Gotta love the 'About Me' sections of everything. I feel like I'm either in a one sided interview or trying to create a dating profile. "I like starry nights and long walks on the beach" Ha! All jokes aside, it is necessary to share your story. Especially in a place like this where you hope to reach people through your struggles. So here goes everything... Hi everyone 👋🏼 Grief is a journey, an ever changing and painful process. It can isolate you and make you feel more lonely than one could ever imagine. That is why I write and share my story. We need support. We need people that "get it." We need each other. I was married to the love of my life, just shy of 13 years. We went to school together, known him since elementary. He was my "boyfriend" in 5th grade. I even wrote "Joni Roberts" in my notebooks and cheered for him when he played basketball at recess 😂 We came back together when we went to the prom, as friends, our senior year in high school. That was in 1997. We started dating seriously in the summer of 1998. He asked me to be his wife in February of 1999. We said "I do" on October 2nd of the same year. We had our first child in October of 2000, our son. We had our daughter, 22 months later in August of 2002. In the time we were married, we went through more than most could go through in a lifetime. We never gave up on each other. In June of 2012, he and I were in a horrible car accident that claimed his life. In an instant, my entire world was shattered, leaving me a grieving single mother of two grieving children who are now teenagers. I'm walking day by day through life without the one that would be with me forever. I would have never imagined that this is where I would be in my life at 38 years old. But, I am doing everything I can to be strong, to raise our two children, to take this grief and use it to fuel the purpose for the rest of my days here on earth. ONE. DAY. AT. A. TIME. Today: I am in the waiting room for my first neurologist appointment. It is in the same office as my surgeon from the accident. I'm sitting here remembering myself horribly hurt and in a wheelchair and I'm overwhelmed with feelings but mostly reflecting on how far I've come. I love and miss my best friend every single day. I'm positive that won't change until we are together again. I am choosing to try and live my life in a way that would honor him and make him proud. Living With Purpose.

19 thoughts on “The Pain is Worth the Cost

  1. I agree, Joni, that time does not heal the pain. Over time, the pain may not cut like a sharp carving knife, but it still cuts, even if only a duller butter knife version. Peace to you!!

  2. love your blog – love your healing process. I lost my father when i was 8 years old. my sister and i watched my mom heal from his death as we did. you are so right – “IT” never goes away. He died almost 40 years ago, and I still grieve the loss as well. IT has become a part of who I am, and I pray that I make him proud.

    your words are powerful. you and your kids are in my prayers.
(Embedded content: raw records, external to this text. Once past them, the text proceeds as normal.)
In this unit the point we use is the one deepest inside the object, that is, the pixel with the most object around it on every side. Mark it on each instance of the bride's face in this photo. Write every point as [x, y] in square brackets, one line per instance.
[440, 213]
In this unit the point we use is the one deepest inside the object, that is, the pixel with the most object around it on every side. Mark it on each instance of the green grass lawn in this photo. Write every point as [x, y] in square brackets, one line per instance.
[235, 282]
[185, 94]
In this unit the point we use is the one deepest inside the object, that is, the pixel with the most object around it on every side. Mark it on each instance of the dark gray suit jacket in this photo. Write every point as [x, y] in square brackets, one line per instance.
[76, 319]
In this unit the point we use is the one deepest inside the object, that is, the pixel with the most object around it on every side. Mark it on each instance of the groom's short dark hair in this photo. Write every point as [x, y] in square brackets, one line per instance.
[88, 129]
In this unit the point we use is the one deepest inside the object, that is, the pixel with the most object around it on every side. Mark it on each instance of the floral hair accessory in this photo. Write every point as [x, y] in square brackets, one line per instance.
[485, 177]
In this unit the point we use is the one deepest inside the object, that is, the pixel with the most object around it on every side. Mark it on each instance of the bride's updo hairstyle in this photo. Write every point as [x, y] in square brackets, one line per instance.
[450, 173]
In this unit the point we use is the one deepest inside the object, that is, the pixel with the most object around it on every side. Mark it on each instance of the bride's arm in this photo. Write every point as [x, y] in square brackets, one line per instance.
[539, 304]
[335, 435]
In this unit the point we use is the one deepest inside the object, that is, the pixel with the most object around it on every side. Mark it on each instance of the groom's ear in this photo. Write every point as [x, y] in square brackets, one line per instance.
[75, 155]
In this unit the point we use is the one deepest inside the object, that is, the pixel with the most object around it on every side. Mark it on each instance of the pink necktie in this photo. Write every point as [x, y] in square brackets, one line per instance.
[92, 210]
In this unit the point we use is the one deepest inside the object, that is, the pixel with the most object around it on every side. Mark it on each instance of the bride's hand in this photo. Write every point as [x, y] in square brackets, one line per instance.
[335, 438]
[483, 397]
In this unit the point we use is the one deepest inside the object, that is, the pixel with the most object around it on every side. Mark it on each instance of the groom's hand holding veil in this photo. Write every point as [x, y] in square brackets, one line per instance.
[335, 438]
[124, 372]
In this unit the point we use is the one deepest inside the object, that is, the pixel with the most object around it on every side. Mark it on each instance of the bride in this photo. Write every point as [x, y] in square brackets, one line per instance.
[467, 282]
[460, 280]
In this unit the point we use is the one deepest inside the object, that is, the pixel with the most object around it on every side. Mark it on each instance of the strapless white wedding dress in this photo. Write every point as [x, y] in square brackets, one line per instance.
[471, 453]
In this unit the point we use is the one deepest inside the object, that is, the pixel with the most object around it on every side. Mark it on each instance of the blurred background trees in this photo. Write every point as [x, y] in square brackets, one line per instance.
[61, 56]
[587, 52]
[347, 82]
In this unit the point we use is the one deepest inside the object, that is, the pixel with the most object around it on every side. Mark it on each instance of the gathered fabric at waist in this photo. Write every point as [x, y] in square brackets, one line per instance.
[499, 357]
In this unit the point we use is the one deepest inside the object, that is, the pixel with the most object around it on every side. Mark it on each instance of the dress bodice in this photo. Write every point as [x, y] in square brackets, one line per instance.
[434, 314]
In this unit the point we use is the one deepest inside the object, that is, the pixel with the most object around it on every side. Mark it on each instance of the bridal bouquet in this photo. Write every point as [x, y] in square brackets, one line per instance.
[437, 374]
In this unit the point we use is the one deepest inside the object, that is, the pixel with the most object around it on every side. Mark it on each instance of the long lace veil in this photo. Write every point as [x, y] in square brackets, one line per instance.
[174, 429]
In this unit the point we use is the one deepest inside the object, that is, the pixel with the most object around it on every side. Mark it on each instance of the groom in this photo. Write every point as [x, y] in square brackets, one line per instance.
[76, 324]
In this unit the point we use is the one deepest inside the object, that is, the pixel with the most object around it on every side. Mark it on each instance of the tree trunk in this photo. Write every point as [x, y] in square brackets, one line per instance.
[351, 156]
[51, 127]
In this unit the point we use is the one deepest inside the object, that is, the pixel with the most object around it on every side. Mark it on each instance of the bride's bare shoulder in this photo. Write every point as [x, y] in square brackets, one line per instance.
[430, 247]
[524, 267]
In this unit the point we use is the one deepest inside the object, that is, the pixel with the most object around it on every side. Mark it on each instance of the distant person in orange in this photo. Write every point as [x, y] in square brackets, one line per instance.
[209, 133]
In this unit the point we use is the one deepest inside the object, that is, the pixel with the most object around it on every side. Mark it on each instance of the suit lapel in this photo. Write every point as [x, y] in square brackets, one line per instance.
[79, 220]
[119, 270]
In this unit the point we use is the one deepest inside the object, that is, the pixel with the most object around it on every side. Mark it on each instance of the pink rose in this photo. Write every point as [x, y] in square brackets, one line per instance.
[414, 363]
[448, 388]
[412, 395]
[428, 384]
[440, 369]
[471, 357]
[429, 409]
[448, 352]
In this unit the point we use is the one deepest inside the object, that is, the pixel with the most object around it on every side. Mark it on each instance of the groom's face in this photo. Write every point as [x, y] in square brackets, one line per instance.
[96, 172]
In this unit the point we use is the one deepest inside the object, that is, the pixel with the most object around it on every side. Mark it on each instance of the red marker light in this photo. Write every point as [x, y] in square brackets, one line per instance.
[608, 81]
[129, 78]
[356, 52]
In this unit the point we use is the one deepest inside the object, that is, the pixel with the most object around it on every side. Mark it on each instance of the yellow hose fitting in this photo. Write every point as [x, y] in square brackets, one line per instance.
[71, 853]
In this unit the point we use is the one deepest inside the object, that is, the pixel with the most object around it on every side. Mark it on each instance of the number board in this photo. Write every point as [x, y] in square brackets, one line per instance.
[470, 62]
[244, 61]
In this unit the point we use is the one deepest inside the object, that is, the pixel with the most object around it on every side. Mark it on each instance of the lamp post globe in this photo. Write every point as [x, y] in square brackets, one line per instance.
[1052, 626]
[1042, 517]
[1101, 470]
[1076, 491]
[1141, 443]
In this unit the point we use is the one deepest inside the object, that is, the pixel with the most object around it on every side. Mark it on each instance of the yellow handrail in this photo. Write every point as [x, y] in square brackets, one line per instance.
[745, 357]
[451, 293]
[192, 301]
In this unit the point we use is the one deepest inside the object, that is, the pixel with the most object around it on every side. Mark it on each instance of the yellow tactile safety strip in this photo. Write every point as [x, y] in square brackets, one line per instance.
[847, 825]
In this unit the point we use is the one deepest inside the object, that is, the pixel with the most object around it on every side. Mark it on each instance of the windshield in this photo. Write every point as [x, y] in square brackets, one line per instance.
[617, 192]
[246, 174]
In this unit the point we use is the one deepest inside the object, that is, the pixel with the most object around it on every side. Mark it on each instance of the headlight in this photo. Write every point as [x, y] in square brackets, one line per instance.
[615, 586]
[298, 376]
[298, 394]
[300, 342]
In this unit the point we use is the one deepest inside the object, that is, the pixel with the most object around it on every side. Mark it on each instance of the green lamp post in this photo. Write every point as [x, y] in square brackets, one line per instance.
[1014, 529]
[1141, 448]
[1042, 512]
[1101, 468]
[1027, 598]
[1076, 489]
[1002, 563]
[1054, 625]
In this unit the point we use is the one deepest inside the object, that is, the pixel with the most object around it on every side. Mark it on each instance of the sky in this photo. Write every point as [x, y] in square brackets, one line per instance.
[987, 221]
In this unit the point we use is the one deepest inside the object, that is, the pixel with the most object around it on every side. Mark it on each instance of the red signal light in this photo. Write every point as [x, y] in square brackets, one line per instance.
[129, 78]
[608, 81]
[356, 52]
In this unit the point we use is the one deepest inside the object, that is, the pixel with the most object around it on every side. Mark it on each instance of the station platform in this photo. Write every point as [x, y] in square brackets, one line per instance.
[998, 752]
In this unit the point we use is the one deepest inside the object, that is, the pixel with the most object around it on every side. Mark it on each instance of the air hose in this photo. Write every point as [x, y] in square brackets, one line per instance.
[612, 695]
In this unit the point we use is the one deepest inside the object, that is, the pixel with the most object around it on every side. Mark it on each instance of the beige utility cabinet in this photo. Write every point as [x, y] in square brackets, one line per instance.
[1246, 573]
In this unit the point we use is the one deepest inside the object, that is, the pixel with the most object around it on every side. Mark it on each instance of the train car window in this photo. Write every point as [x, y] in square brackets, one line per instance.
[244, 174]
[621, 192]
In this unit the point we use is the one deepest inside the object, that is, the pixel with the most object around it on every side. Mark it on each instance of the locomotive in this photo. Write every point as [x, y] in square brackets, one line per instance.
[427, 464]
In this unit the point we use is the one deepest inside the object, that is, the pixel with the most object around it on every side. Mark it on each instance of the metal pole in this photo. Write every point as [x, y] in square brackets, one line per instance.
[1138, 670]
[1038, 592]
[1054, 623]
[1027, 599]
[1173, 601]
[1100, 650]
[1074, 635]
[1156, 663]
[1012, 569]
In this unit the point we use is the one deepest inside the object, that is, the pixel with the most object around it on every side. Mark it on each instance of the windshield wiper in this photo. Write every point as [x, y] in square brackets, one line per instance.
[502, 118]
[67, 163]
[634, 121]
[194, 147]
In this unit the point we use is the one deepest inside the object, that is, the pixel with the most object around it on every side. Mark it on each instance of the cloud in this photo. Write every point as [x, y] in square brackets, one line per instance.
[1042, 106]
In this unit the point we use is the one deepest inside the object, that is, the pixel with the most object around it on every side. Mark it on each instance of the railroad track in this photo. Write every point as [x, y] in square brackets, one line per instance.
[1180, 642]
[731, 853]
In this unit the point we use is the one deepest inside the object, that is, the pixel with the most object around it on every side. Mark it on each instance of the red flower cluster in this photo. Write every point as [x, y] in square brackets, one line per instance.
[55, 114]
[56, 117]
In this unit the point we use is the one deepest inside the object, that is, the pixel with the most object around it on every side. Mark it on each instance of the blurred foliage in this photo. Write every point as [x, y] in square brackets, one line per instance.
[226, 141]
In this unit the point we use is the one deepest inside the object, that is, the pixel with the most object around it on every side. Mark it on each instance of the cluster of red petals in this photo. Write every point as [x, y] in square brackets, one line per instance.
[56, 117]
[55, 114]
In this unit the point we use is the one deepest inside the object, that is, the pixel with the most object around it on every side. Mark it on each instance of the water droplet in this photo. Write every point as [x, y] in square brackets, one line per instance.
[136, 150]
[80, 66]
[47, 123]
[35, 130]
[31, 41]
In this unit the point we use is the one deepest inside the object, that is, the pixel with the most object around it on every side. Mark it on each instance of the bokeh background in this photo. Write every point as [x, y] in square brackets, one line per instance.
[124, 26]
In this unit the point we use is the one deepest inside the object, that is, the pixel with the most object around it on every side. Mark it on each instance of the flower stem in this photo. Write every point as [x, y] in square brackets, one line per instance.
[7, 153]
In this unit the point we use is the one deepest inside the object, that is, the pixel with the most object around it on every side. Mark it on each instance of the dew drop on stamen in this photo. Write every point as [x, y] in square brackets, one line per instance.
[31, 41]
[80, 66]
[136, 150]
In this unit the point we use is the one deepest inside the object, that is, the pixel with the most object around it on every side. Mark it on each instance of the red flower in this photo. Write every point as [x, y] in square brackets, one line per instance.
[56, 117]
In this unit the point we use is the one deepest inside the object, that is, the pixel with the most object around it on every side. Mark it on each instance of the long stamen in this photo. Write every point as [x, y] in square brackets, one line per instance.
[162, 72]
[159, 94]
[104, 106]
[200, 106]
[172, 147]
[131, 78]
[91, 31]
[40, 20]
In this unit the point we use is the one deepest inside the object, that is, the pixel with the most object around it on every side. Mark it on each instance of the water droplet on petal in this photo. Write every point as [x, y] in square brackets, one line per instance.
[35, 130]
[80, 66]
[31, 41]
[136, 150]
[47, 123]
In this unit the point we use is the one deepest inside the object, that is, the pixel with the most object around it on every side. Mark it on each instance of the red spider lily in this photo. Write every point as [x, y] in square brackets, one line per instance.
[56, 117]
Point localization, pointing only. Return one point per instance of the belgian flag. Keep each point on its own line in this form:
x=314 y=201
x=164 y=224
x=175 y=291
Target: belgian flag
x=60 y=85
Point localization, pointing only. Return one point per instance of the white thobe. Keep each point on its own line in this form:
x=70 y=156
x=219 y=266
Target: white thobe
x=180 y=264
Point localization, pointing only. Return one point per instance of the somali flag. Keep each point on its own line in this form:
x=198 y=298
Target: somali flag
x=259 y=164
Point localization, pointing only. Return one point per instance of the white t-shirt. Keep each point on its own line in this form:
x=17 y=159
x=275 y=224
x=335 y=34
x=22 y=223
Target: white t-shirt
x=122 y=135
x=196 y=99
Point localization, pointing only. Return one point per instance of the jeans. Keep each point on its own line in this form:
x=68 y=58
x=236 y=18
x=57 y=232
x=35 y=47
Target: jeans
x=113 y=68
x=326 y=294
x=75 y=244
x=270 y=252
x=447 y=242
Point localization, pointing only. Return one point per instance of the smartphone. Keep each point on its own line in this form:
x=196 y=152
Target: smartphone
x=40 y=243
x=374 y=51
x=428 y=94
    thank you for your blog. it will continue to bring healing to you and to others.

    Blessings to you,
    SB

    1. Wow. Thank you so much. I’m not sure I have ever read a comment that meant so much. I am so sorry about the loss of your father. I hurt so bad watching my kids do life without their dad. But, I do try to be an example and help them go forward. You are in my prayers as well. Thanks again for your beautiful words. ❤️

  3. I lost my father and…honestly I didn’t shed a tear but I felt shocked…I forgave him weeks before his death but losing him in December was practically a shock

  4. Beautiful post. I am so sorry about your loss. I lost my sister to breast cancer last year and no matter how much time passes, life will never be the same. You may feel some healing headed your way but grief simply never goes away. We will miss them forever. ❤

    1. Truer words couldn’t be “spoken.” I’m so incredibly sorry for the loss of your sister. Thank you for the kind words ❤️

  5. Oh Joni. I have just been going back and reading all your posts. This one definitely speaks to me. Thank you. Love you bunches. <3

  6. A heart touching one, joni… unfortunately loss is only painful for the one who has lost…we must develop a culture where we join in the pain of others… this could only be achieved through a sense of belongingness towards others.